Vanderroost, Mike - Morphic Angles (2016)

I wanna know this, among other reasons, because no other paper cites this one,
nor does any other paper describe these angles, yet, when one plugs the
closest IEEE single/double float numeric approximation of the absolute numeric
value of these angles into Google Scholar (in quotes), one can find numerous,
but not staggeringly numerous, occurrences of these in the mathematics,
physics, & biology literature.

All of these seem to so far have gone unidentified as linked to the rather
generalized constructions from the above paper, because the obviousness of how
to derive it seems somewhat unidirectional.
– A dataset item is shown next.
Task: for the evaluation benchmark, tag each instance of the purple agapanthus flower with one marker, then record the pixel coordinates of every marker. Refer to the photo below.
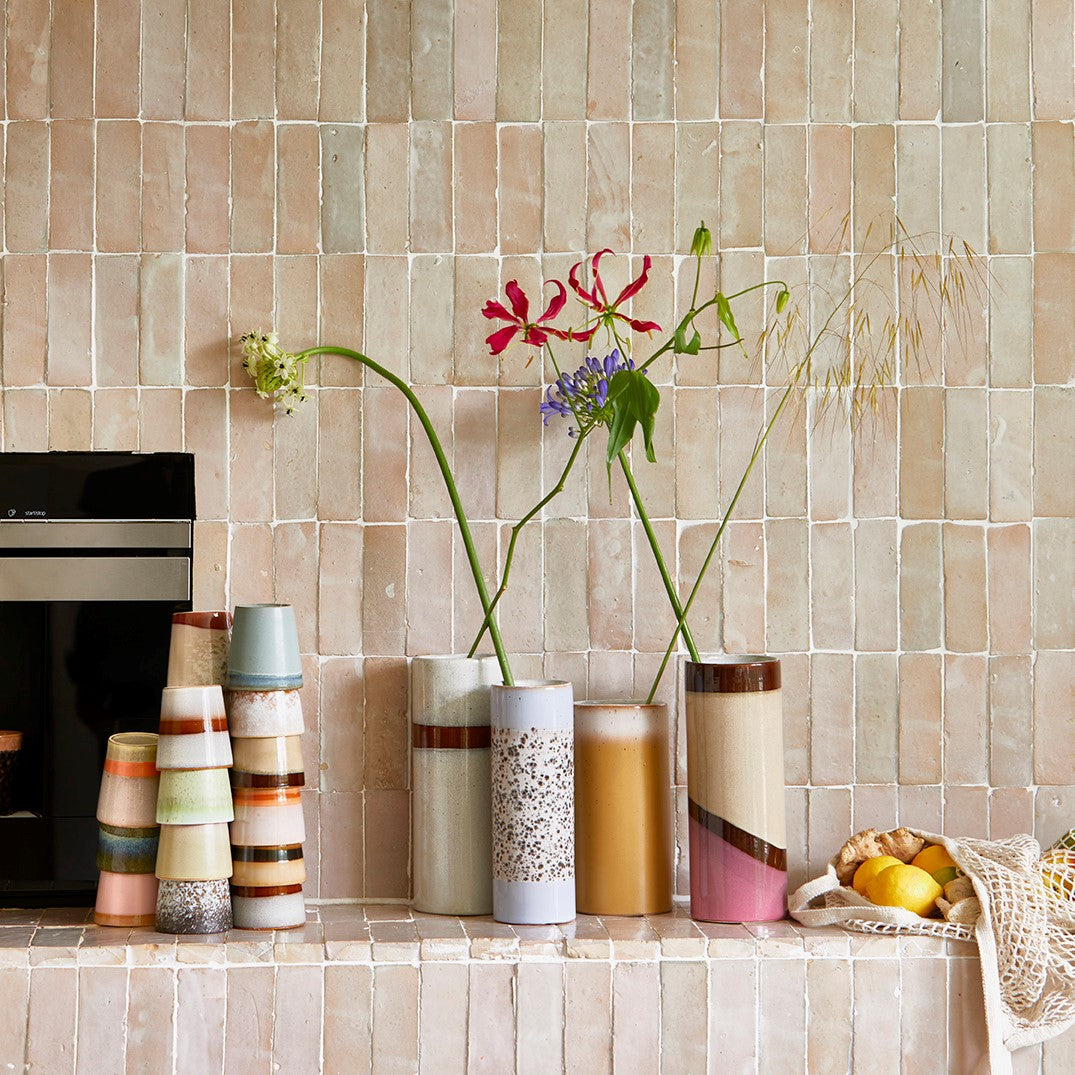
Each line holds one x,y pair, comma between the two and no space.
585,391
I'd explain what I mean by that
more specifically, but I actually struggle rather hard with finding the right
words for it, so, for now I can only suggest trying it out yourself and seeing
what you find!

I'll give you the IEEE float approximations I have at hand, which only cover
the 2D case derived from the golden ratio, and not the 3D case derived from
the plastic number (personally, I'd prefer if we started calling it the
radiant ratio, but I don't think that'll catch on). Note that I don't have
have single and double float values for them at hand right now, and that if
one wanted to thoroughly check the literature for unnoticed occurrences of
this, one'd have to factor in:

1\. the two possible representations of each type of float. I forgot the term,
but, the 'short' version typically returned by most but not all software, and
the 'long' version actually stored, which /some/ software actually outputs.
Both get accepted as the same value, of course)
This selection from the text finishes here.